Limogeage du DG de la RTI: ADO a eu la main lourde

Le limogeage du directeur général de la télévision publique ivoirienne est-il un indicateur de la gouvernance ADO ? Si tel est le cas, on peut se poser bien des questions sur les méthodes du chef de l’Etat ivoirien. En chassant ainsi comme un malpropre un journaliste reconnu pour son professionnalisme, le nouveau régime n’est-il pas en train de laisser entrevoir sa vision du journalisme ?

Servir, rien que servir le maître de céans. C’est peut-être cela l’entendement que le régime d’Abidjan a du rôle d’un média public comme la RTI. Cela frise même le culte de la personnalité que de garder le président une demi-heure dans l’avion pour attendre la télévision. On ne voit cela qu’en Afrique. Certes, le voyage de Alassane Ouattara aux Etats-Unis revêtait un caractère éminemment important. Et donc, son retour devait être entouré de toute la solennité requise, avec notamment la présence de la RTI. Mais aller jusqu’à limoger un pauvre directeur qui vient d’hériter d’une structure renaissante paraît suspect. On ne donnera pas de leçon à ADO, mais il semble bien que si dysfonctionnement il y a eu, c’est d’abord au sein de ses propres services.

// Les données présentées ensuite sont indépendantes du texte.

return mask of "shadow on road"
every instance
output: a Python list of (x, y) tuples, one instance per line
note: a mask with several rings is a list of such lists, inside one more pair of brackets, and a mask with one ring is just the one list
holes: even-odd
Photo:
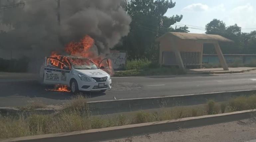
[[(65, 100), (70, 99), (71, 97), (74, 96), (71, 92), (46, 90), (53, 88), (52, 86), (44, 86), (36, 81), (0, 82), (0, 97), (22, 96), (31, 98), (41, 97)], [(95, 92), (83, 92), (82, 94), (85, 97), (90, 98), (104, 95), (106, 94)]]
[(152, 78), (174, 78), (179, 77), (208, 77), (211, 76), (217, 76), (218, 75), (208, 74), (187, 74), (181, 75), (173, 75), (169, 76), (145, 76), (144, 77)]

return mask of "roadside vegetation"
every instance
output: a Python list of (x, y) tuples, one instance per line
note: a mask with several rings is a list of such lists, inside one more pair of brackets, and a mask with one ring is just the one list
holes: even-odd
[[(42, 107), (42, 106), (41, 106)], [(0, 116), (0, 139), (70, 132), (175, 119), (256, 108), (256, 95), (240, 96), (229, 101), (177, 106), (123, 113), (121, 114), (91, 116), (86, 99), (81, 95), (74, 97), (55, 114), (18, 116)]]
[(179, 75), (186, 73), (182, 70), (174, 67), (160, 67), (158, 63), (146, 58), (128, 61), (125, 70), (115, 72), (116, 77), (137, 76), (159, 75)]

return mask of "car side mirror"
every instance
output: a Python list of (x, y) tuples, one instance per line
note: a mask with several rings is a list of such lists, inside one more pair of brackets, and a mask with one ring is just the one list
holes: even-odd
[(64, 70), (69, 70), (69, 68), (67, 66), (65, 66), (63, 67), (63, 69)]

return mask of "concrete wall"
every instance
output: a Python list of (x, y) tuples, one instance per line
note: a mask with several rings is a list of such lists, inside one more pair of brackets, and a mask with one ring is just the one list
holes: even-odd
[[(235, 61), (244, 64), (249, 64), (252, 62), (256, 62), (256, 55), (224, 54), (224, 55), (228, 64), (232, 63)], [(219, 64), (219, 59), (216, 54), (204, 54), (202, 60), (204, 64), (213, 65)]]
[(126, 51), (111, 51), (110, 53), (107, 55), (107, 57), (111, 59), (113, 68), (115, 70), (122, 69), (126, 65)]

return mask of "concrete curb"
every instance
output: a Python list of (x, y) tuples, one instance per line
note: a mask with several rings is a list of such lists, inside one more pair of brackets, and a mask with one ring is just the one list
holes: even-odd
[(248, 119), (255, 116), (256, 110), (248, 110), (197, 117), (182, 118), (87, 130), (47, 134), (3, 140), (2, 142), (89, 142), (111, 139), (181, 128), (198, 127)]
[[(152, 97), (109, 100), (88, 102), (92, 115), (110, 114), (138, 110), (204, 104), (208, 100), (216, 102), (225, 101), (241, 95), (256, 94), (256, 90), (246, 90), (227, 92), (191, 94), (164, 97)], [(13, 107), (0, 108), (0, 114), (13, 115), (31, 113), (40, 114), (54, 113), (61, 109), (38, 109), (33, 111), (24, 111)]]
[(31, 113), (38, 114), (49, 114), (56, 113), (61, 109), (54, 108), (38, 108), (32, 110), (23, 110), (14, 107), (0, 107), (0, 114), (5, 115), (16, 115), (19, 114), (28, 115)]
[(88, 102), (93, 115), (129, 112), (147, 109), (204, 104), (209, 99), (225, 101), (234, 97), (256, 93), (246, 90), (202, 94)]
[(203, 73), (205, 74), (232, 74), (232, 73), (242, 73), (245, 72), (249, 72), (252, 70), (256, 70), (256, 69), (249, 69), (245, 70), (241, 70), (237, 71), (223, 71), (220, 72), (214, 72), (213, 71), (209, 71), (209, 72), (203, 72)]

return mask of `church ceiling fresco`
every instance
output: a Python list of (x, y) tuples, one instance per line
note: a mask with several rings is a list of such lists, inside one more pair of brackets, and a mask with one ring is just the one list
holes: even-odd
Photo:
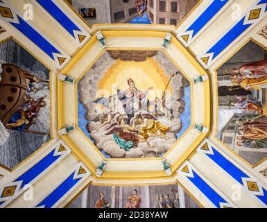
[(12, 169), (51, 139), (50, 71), (12, 39), (0, 49), (0, 164)]

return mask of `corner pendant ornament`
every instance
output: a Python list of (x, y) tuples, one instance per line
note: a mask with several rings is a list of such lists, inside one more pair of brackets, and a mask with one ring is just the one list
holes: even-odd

Le DG de la RTI apparaît donc comme un bouc-émissaire idéal. Le temps permettra sans doute de mieux cerner les contours de ce clash entre ADO et l’homme de média. Au-delà de la thèse officielle du « dysfonctionnement », il n’est pas exclu de croire que Brou Aka Pascal a payé pour sa rigueur professionnelle. Tous ceux qui ont suivi le face- à-face Gbagbo- Ouattara du second tour, à la RTI, ont vu comment il a officié avec professionnalisme. Ce fut presque une première en Afrique, dont les deux candidats se sont du reste félicités. Le rôle de l’animateur a été déterminant dans le succès de ce duel.

Si l’homme n’a pas changé au contact des ors du pouvoir, il a donc gardé cette objectivité qui l’a rendu célèbre. Or, en Afrique, dans la plupart des pays, le directeur de la télé d’Etat est assimilé à un agent au service uniquement de la propagande du régime. Il doit laisser aux vestiaires certaines convictions professionnelles pour se consacrer entièrement à la promotion de l’image du pouvoir. Alors, Alassane Dramane Ouattara qui se présente comme un démocrate aux antipodes de Laurent Gbagbo doit rassurer les Ivoiriens sur ses véritables intentions. Si le limogeage du DG de la RTI participe de sa volonté de mettre fin au laxisme, on ne peut que l’applaudir.

Mais, s’il s’agit d’une entreprise de prise en main et de caporalisation de la chaîne publique, alors on a tout lieu de s’en inquiéter. ADO doit prouver qu’il ne fait pas partie du cortège des chefs d’Etat qui ne veulent entendre que des journalistes griots chantant leur gloire. Brou Aka Pascal a-t-il refusé de s’abaisser à ce rôle dévalorisant ? A moins qu’il n’ait été victime d’un règlement de comptes ou d’une fuite de responsabilité de ses supérieurs hiérarchiques. Dans tous les cas, ce limogeage est excessif, sauf si la preuve du contraire est établie.

Il est symptomatique des balbutiements liés à un début de mandat difficile. Tout est à reconstruire. Brou Aka Pascal a eu la malchance d’être le cobaye d’une télévision publique qui cherche ses marques. ADO ne s’est sans doute pas encore entouré des hommes et femmes capables de lui indiquer les meilleures voies pour une véritable liberté de presse en Côte d’Ivoire. Un autre défi parmi tant d’autres à relever.